Extinct species of flowering plant

Liquidambar changii is an extinct species of sweetgum in the Altingiaceae genus Liquidambar. Liquidambar changii is known from Middle Miocene fossils found in Central Washington.

==History and classification==
The species was first described from specimens of silicified infructescences in blocks of chert. The chert was recovered from the "Hi hole" site, one of the "county line hole" fossil localities north of Interstate 82 in Yakima County, Washington. The "Hi hole" site works strata which was thought to be part of the Museum Flow Package within the interbeds of the Sentinel Bluffs Unit of the central Columbia Plateau N_{2} Grande Ronde Basalt, Columbia River Basalt Group. The Museum Flow Package interbeds, designated the type locality, are dated to the middle Miocene and are approximately 15.6 million years old. Later re-evaluation of the "hi hole" site indicated that the site is included into a basalt flow, rather than part of the interbedded Museum flow package. The evaluation suggested the basalt is part of the Wanapum Basalt and that the fossils are possibly a little younger than formerly reported. Dating reported in 2007 of a related site near Ellensburg, Washington confirmed that the deposits worked are pockets within the basalt flows, and the 15.6 million year old date was accurate.

At the time of study, the holotype infructescence, specimen UWBM 94723, and a series of paratype specimens are preserved in chert blocks housed in the Burke Museum of Natural History and Culture while an additional seven of the paratypes were part of the paleobotanical collections at Arizona State University. The specimens represent a range of preservation conditions, ranging from exposed on weathered surfaces of the chert, totally weathered out of the chert, and as hollow chert casts of the infructescences. A total of 42 specimens in chert were studied by paleobotanists Kathleen Pigg, Stefanie Ickert-Bond, and Jun Wen, with their 2004 type description being published in the American Journal of Botany. Pigg and team chose the specific epithet changii as a patronym honoring the Chinese botanist and ecologist Hung-ta Chang, for his work with the family Altingiaceae and for describing the living species Liquidambar acalycina.

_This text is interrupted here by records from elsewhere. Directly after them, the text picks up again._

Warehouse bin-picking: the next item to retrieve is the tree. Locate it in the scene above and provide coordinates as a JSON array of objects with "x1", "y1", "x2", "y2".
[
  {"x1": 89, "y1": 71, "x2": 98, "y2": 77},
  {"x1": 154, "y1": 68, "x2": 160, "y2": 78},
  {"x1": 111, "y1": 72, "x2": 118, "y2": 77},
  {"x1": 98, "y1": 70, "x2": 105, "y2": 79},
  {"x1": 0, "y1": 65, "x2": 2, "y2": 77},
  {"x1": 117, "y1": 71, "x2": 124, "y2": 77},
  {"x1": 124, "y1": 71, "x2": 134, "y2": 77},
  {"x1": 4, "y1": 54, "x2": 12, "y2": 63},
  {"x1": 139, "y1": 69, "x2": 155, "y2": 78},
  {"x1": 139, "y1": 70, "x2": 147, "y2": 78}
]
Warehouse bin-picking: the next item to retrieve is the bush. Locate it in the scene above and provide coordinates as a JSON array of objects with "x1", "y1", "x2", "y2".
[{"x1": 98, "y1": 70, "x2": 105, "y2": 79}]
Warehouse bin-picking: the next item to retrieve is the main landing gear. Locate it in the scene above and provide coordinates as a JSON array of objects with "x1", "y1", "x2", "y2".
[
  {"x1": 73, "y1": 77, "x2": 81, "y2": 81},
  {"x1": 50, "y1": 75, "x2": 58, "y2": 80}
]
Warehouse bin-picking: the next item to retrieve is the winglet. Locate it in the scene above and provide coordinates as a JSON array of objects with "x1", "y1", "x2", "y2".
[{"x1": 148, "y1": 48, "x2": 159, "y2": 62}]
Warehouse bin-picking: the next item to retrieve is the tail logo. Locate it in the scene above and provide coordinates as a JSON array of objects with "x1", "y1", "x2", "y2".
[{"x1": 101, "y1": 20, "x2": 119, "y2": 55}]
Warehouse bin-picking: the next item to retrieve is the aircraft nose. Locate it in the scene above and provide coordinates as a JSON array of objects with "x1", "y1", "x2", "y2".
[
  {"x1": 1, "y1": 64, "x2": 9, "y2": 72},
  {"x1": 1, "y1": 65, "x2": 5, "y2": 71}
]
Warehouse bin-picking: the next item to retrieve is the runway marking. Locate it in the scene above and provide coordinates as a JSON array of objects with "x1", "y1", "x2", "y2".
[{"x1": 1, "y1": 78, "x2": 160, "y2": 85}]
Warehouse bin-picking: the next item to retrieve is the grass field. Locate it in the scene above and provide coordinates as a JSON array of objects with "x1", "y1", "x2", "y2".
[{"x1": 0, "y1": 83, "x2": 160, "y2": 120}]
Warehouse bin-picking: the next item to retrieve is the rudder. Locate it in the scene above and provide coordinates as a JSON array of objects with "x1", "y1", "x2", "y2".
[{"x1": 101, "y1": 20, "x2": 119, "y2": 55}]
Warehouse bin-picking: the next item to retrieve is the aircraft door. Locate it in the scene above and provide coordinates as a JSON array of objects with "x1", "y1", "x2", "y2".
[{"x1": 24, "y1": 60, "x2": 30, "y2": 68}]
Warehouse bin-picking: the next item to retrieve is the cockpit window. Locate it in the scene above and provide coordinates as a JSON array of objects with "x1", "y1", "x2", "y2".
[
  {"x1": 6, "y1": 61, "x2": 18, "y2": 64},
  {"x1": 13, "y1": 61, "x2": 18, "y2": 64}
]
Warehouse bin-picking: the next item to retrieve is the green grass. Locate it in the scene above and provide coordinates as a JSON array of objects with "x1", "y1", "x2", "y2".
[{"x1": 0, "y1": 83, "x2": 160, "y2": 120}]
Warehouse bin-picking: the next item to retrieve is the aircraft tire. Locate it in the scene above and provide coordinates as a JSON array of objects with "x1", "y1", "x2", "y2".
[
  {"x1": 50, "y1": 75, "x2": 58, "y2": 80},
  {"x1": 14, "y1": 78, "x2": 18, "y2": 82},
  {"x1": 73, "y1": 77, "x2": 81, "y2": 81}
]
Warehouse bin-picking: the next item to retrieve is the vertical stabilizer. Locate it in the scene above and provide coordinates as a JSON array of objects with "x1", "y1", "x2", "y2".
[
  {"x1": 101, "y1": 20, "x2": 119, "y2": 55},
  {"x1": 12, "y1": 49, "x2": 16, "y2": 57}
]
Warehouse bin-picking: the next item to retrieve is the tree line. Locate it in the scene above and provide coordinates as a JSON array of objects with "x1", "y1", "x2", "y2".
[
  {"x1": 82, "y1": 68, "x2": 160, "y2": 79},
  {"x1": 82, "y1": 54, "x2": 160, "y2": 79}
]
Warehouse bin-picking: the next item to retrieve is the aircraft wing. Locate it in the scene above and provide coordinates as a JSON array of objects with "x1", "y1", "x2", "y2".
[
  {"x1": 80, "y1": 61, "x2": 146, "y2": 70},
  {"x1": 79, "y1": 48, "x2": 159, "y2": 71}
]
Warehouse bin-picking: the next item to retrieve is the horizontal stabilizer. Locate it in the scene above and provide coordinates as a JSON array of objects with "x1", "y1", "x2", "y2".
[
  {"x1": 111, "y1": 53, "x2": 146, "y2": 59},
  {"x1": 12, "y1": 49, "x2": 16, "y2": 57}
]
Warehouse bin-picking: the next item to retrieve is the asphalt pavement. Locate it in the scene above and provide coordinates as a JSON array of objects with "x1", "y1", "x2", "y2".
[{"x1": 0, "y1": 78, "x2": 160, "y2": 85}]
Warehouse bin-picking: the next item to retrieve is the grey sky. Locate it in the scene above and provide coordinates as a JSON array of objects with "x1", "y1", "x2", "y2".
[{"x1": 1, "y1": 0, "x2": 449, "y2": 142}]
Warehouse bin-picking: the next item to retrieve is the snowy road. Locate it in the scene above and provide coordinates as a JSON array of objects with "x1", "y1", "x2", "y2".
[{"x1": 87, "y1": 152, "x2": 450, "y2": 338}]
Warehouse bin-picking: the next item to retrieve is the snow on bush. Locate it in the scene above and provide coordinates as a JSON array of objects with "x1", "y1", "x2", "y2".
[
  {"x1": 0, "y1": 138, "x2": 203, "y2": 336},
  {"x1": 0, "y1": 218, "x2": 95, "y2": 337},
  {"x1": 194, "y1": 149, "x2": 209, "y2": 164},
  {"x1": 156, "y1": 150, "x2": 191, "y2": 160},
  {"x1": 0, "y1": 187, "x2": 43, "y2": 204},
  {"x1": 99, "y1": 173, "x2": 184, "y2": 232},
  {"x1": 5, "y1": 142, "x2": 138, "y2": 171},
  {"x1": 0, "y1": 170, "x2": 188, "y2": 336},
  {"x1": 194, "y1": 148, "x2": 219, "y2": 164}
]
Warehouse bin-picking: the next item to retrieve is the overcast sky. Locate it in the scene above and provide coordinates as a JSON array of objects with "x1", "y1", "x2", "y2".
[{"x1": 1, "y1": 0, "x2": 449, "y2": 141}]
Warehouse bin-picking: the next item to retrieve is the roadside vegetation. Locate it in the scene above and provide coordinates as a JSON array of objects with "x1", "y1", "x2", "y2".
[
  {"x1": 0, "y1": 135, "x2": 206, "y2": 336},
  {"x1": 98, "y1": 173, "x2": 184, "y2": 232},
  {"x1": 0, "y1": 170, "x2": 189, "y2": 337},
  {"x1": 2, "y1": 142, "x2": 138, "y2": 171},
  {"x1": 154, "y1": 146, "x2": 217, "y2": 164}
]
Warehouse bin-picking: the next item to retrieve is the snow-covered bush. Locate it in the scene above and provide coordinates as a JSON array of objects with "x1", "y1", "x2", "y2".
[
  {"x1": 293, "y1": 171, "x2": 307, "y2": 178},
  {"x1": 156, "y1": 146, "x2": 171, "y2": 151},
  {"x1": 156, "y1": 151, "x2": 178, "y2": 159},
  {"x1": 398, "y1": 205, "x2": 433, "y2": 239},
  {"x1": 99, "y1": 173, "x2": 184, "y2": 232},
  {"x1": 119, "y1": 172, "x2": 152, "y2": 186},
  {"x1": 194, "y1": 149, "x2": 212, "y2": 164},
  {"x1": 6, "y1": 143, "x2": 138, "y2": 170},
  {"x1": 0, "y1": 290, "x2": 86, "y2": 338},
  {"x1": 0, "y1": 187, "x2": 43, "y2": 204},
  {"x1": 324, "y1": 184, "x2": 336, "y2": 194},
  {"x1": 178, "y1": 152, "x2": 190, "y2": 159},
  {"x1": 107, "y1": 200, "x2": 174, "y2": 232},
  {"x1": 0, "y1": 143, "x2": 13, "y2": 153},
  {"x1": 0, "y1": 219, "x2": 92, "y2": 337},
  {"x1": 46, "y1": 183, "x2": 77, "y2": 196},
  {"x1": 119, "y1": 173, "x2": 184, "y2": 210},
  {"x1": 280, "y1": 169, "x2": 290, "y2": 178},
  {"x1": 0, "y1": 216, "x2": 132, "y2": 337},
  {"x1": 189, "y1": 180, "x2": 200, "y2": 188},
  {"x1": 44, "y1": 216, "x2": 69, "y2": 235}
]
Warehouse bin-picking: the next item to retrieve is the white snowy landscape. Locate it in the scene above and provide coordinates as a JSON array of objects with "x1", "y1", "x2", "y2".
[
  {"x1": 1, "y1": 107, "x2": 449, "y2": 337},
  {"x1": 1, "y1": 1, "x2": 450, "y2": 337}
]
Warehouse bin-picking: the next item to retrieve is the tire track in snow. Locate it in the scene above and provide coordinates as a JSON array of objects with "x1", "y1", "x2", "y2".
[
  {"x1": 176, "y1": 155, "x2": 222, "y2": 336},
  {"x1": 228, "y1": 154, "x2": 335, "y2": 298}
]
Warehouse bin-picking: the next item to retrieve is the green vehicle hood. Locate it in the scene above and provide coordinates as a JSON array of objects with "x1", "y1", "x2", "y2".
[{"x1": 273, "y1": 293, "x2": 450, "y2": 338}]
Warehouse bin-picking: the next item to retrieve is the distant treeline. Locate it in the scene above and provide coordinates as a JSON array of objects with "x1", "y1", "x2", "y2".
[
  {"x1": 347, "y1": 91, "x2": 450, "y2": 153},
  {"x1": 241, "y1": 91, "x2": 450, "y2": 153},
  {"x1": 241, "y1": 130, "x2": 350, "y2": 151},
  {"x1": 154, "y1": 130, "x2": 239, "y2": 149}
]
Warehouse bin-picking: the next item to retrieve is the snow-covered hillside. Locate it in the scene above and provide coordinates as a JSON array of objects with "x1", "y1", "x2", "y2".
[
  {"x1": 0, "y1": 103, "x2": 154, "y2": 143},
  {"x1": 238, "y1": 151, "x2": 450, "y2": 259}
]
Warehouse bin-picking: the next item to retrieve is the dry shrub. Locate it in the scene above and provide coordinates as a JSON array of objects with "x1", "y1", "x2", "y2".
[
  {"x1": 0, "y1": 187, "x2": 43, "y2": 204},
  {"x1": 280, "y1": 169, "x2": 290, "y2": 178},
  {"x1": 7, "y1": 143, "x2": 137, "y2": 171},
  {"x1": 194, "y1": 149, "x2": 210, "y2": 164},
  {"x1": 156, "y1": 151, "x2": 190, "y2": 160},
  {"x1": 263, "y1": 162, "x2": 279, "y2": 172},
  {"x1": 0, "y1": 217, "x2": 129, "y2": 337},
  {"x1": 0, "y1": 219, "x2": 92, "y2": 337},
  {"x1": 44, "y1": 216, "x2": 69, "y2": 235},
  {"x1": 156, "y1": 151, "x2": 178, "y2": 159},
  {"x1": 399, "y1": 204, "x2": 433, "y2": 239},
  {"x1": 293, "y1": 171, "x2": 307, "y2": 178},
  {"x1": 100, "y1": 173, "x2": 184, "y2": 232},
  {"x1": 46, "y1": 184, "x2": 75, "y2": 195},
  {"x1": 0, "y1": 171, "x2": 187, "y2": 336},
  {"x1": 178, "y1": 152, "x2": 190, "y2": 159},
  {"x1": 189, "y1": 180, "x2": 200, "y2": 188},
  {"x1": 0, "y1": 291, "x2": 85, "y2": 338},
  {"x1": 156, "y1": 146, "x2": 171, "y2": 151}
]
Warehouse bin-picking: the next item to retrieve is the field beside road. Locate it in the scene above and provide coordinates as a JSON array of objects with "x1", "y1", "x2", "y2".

Based on the infructescence morphology, Pigg et al noted the close similarity between L. changii and L. acalycina, suggesting they are possibly closely related. Due to the lack of some details used for the delimitation of L. acalycina, they chose to place the fossils into a new species rather than describe them as fossils belonging to the living species. The authors also noted that a number of Liquidambar compression/impression fossils of very similar age have been reported from the region, and may be also closely related, but lack the needed detail for examination.

==Description==
Liquidambar changii infructescences are round in shape, with diameters reaching 2.5 cm, consisting of as many as 30 individual capsules in a helical arrangement. The infructescences are born on woody stems of up to 16 mm and several specimens have stems containing secondary xylem. The woody structuring of the stems occasionally extends into the infructescence and all of the specimens have ducts for resin or gum, a character seen in living Liquidambar. The individual capsules are bi-locular with elongated outlines that are open at the top, and closed at the base which attaches to the central axis of the fruit. In each capsule there are between 5 and 9 aborted seeds and between one and two mature seeds, attached to the interior of the capsule along the side that is fused to the adjoining capsule. The mature seeds are attached to the capsule near the fruit interior while the aborted seeds are found both near the interior and to the sides of the ventral margin. The mature fruits have a triangular outline and have a raised ridge that runs around the outside of the seed.